The horns at midnight were a reason. The expensive rent was a reason. An afternoon rooted in a sea of motorbikes, sweat soaking the back of my shirt, was a reason. I'd come home, shut the door, put my headphones on loud to drown out the street, and tell myself: someday I'll leave here, go somewhere truly quiet, and then I'll be fine.
I lived like someone just temporarily staying inside her own life. Always waiting for another place, another time, to start feeling okay. And this loud present, I just wanted to plug my ears and get through it.
It's exhausting, you know. Not the body kind of tired. The tired of someone who fights the place she's standing in, every single day.
The night I stood at the window
Then one night, sleepless again, I gave up on the bed. I went and stood at the window.
My floor isn't very high, just enough to see the street below. And I just stood there, looking. A late-night motorbike-taxi driver waiting for a fare under a tree, his phone glowing on his face. A small noodle stall still lit, two people eating late, probably just off a shift. A taxi pulling up, someone stepping out, holding a bouquet. The horns still sounded somewhere, but this time I didn't feel them stabbing my ears.
And suddenly I understood something strange. The noise I'd hated all this time — it wasn't noise. It was the sound of a few million people living. Coming home late from work. Waiting for one more ride to earn a little extra. Eating a late meal after a long day. Returning to someone, arms full of flowers.
What I thought was noise wrecking my sleep turned out to be the heartbeat of a city that never stops breathing. And me, standing here, was one of its beats too.
I don't know how to put it right. It's just that in that moment, I stopped seeing myself as an outsider the city was bothering. I saw that I belonged to it. That driver, those two people eating late, and me — we were all just trying to live, at the same time, under the same sky full of lights.
The next morning I still went out, still hit the traffic, still heard the horns. The city hadn't softened at all. It was exactly the same.

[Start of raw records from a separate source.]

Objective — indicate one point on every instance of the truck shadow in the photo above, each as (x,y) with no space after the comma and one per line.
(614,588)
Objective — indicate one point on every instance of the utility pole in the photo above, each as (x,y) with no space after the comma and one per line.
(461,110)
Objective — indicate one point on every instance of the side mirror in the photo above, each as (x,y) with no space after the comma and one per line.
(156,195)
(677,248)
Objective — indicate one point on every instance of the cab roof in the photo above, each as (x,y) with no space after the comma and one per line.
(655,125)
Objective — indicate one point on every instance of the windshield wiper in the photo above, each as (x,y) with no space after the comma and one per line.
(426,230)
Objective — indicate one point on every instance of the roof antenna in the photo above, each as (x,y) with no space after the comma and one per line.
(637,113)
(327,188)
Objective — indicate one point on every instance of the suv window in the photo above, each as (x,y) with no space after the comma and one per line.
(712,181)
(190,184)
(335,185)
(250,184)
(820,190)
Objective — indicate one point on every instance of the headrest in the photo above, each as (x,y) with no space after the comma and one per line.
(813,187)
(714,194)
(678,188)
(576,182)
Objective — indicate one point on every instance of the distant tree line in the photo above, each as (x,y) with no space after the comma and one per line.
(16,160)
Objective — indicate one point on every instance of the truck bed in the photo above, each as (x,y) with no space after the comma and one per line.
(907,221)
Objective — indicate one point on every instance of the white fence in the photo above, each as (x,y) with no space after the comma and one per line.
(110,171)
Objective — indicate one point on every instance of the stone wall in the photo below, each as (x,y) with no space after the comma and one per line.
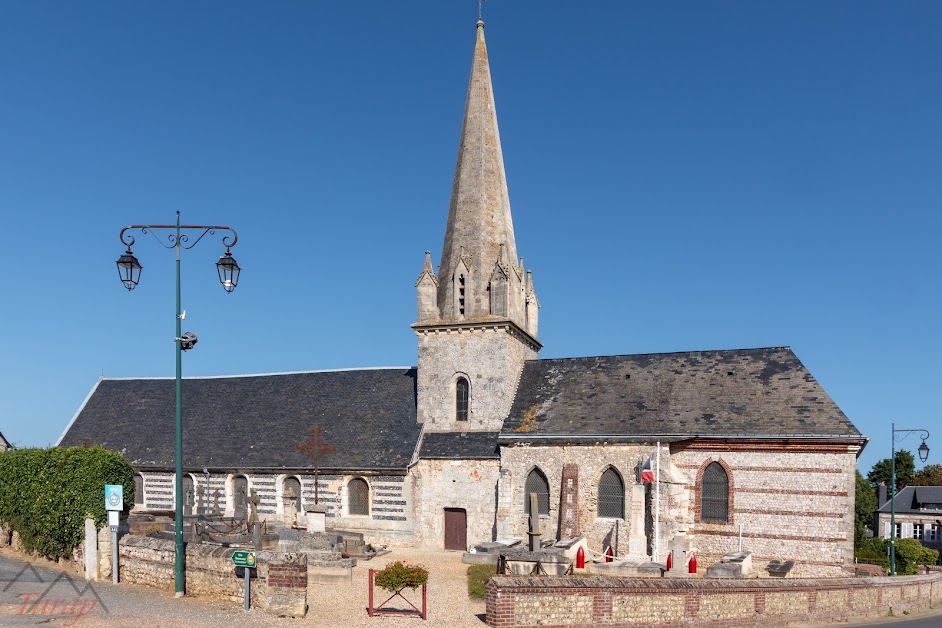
(280,588)
(605,601)
(591,461)
(489,356)
(391,507)
(791,504)
(467,484)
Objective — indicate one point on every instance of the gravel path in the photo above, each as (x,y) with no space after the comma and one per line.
(133,605)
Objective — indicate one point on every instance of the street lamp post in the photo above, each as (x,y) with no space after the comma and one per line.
(129,272)
(923,456)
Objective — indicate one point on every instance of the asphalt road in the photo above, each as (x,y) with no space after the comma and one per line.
(32,593)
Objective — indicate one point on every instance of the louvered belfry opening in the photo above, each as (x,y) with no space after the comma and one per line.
(461,399)
(611,501)
(359,492)
(536,483)
(714,494)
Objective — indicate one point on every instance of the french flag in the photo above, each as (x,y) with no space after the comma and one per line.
(647,470)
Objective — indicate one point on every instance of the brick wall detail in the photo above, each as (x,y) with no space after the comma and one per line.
(514,601)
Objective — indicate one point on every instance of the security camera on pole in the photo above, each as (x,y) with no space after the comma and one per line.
(129,272)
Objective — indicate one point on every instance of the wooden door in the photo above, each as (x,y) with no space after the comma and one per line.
(240,495)
(456,529)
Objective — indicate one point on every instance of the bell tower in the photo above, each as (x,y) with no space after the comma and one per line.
(477,316)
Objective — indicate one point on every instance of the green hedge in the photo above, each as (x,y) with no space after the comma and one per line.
(910,553)
(45,494)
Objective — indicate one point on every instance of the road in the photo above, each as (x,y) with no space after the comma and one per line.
(32,593)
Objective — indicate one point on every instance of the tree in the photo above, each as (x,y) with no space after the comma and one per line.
(905,470)
(910,553)
(865,503)
(314,446)
(929,475)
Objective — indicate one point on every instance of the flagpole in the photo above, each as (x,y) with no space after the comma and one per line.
(657,503)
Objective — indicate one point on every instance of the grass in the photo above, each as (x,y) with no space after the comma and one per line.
(478,575)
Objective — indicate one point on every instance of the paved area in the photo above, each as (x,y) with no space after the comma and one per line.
(41,592)
(38,592)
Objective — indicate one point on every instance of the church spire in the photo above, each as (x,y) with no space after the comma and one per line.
(479,237)
(477,319)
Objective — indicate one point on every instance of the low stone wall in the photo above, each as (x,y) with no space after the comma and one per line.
(606,601)
(280,588)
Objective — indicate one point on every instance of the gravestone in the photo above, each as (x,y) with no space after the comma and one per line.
(637,541)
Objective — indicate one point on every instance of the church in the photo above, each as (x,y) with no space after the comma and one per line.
(745,446)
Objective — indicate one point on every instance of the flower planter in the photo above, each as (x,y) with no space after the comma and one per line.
(396,578)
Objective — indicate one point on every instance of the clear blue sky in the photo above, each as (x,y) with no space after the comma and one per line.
(683,175)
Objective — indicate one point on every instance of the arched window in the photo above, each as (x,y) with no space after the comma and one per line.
(462,390)
(293,486)
(138,489)
(611,495)
(714,494)
(536,483)
(359,493)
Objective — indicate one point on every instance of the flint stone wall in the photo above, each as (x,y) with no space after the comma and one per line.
(280,588)
(792,505)
(592,461)
(519,602)
(467,484)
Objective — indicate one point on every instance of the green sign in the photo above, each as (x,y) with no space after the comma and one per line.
(243,559)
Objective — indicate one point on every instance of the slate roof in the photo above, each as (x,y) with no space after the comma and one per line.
(255,421)
(746,393)
(917,499)
(459,445)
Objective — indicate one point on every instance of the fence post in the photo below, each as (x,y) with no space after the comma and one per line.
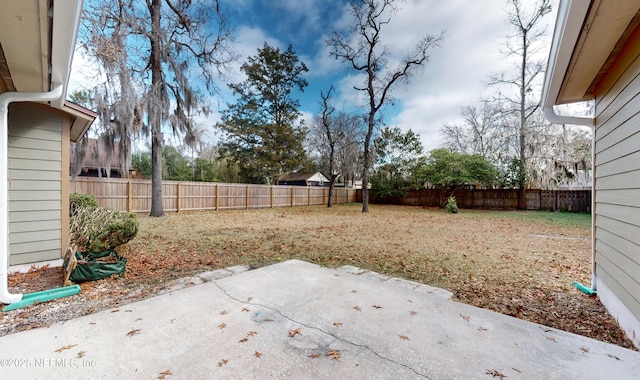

Only I was different. I stopped counting reasons to hate it. I started noticing the café with the owner who always smiles, the row of trees on the street I take, the way late sun pours gold over the old walls. Those things had always been there. I'd just been too busy plugging my ears to hear them.
I'm not telling you this to say you should love wherever you live. Maybe the place you're in really doesn't fit you, and leaving is the right thing. I get that.
I'm just wondering, and I want you to ask yourself too: how many things in your life are you hating, enduring, waiting to be over — that actually, if you'd stand still one night and really look, you'd find have been living alongside you, for you, the whole time?
Tonight, if some car horn drifts up, I won't plug my ears anymore. I'll lie there and listen. And know that out there, life is still running, warm and stubborn, even while I sleep.